I then came across 2ality’s blog post on negative lookbehinds, which looked much more promising.

The proposal “RegExp Lookbehind Assertions” by Gorkem Yakin, Nozomu Katō, Daniel Ehrenberg is at stage 4. This blog post explains it.

This post featured a great explanation, and of note, an interesting link to a Feb 2016 blog post from the Google V8 team at the bottom: V8 JavaScript Engine: RegExp lookbehind assertions. The gist of that post is that the lookbehind assertions were very valuable, and although the TC39 proposal was in its early stages, it was already being rolled out in V8 version 4.9 and Chrome 49.

At this point, I tried the posted examples in both my local Node (version 6.11.1) and Chrome (66). They threw an error in Node, but worked in Chrome. My usecase was part of a Node build script, so although the version was throwing an error, it seemed there was hope for a later version. At this point, I could have just used the most recent version of Node or used the --harmony flag, but I wanted to confirm versions to ensure that I was able to be exact about the required version for future use.

I then found a more recent blog post by the V8 team from July 2017 featuring upcoming features. In particular:

Lookbehind Assertions

Lookahead assertions have been part of JavaScript’s regular expression syntax from the start. Their counterpart, lookbehind assertions, are finally being introduced. Some of you may remember that this has been part of V8 for quite some time already. We even use lookbehind asserts under the hood to implement the Unicode flag specified in ES2015.

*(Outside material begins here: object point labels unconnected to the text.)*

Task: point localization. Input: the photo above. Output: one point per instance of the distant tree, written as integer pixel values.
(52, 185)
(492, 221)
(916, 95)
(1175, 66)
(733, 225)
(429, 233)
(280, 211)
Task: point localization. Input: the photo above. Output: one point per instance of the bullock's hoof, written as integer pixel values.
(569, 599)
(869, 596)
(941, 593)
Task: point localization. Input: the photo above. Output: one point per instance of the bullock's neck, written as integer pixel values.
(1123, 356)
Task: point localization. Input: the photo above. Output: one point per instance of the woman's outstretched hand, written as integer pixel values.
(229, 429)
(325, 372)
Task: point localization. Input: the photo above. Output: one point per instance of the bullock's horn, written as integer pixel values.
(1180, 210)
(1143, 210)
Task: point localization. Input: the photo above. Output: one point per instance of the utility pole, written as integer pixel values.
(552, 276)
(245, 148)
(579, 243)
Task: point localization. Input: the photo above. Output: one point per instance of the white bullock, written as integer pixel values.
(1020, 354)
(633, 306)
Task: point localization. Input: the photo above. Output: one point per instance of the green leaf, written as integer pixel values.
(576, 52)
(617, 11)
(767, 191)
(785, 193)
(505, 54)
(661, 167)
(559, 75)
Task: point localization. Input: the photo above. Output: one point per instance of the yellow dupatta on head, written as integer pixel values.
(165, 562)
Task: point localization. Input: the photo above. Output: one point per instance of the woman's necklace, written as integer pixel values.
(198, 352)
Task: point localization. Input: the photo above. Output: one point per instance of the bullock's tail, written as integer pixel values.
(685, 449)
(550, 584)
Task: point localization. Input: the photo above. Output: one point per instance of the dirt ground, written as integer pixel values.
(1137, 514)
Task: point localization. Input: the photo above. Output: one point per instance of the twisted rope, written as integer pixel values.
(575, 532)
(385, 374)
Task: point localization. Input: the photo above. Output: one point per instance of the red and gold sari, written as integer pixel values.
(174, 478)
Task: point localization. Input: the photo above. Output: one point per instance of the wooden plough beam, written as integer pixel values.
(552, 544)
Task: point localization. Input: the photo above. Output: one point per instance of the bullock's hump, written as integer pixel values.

Then, an even more recent V8 release post from September 2017 for V8 6.2:

More regular expressions features

Lookbehind assertions, another new regular expression feature, are now available by default.

This meant that V8 6.2 had them available, which is why it worked in my Chrome 66. The next check was to the Node releases page. Here’s the relevant section:

Version LTS Date V8
Node.js 8.10.0 Carbon 2018-03-06 6.2.414.50
Node.js 8.9.4 Carbon 2018-01-02 6.1.534.50
Node.js 6.0.0 2016-04-26
Node.js 5.12.0 2016-06-23

This means that V8 version 6.2 made it into Node on March 6, 2018 in version 8.10.0, and V8 version 4.9 (allowing this with the --harmony flag) made it into Node 6.0.0. After switching to 8.10.0, my negative lookbehinds successfully ran on Node, and I was able to finish the build script.